Die Masterarbeit von Janika Volkamer über Agroforstsysteme (AFS) hat nicht nur wissenschaftliche Anerkennung erhalten, sondern beleuchtet auch ein Thema von wachsender Relevanz im Rahmen der ökologischen Landwirtschaft. Am Fachbereich für Ökologische Agrarwissenschaften der Universität Kassel untersucht Volkamer das Potenzial des Anbaus von Sonderkulturen, wie beispielsweise Beerensträucher und Edelpilze, in Baumstreifen, die zuvor landwirtschaftlich genutzt wurden.
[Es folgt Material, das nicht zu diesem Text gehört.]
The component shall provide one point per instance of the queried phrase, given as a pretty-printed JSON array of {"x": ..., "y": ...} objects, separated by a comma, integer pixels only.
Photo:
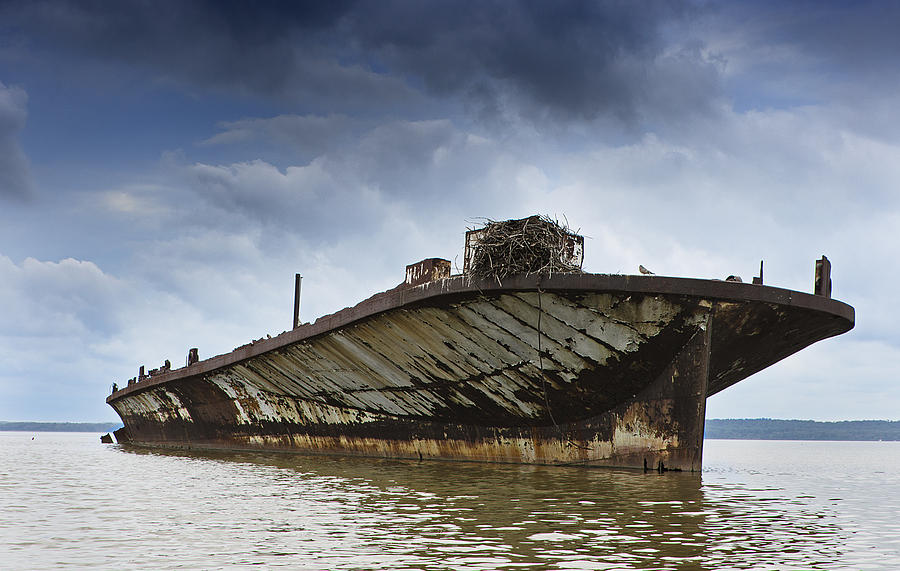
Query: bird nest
[{"x": 533, "y": 245}]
Diese innovative Forschungsarbeit ist ein Schritt in Richtung einer klimaschutzwirksamen Landwirtschaft, denn Agroforstsysteme gelten als vielversprechende Methode zur Verbesserung der Nachhaltigkeit in der Landwirtschaft, wie uni-kassel.de berichtet.
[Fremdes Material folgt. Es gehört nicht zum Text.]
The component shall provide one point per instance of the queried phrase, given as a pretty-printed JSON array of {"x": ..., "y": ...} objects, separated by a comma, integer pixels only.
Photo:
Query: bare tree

Der Fokus der Masterarbeit liegt auf einer Fallstudie am Biolandbetrieb Werragut in Nordhessen, wo das Konzept der Agroforstwirtschaft bereits umgesetzt wird. Hier wird landwirtschaftlich ungenutzte Fläche in Baumstreifen vergraut, um die Nachhaltigkeitskriterien zu erfüllen. Volkamer entwickelte auf Basis ihrer Analyse einen Umsetzungsvorschlag für den Betrieb Werragut, welcher in die praktische Umsetzung übergegangen ist. So werden testweise Johannisbeeren und Rhabarber in die Baumstreifen gepflanzt.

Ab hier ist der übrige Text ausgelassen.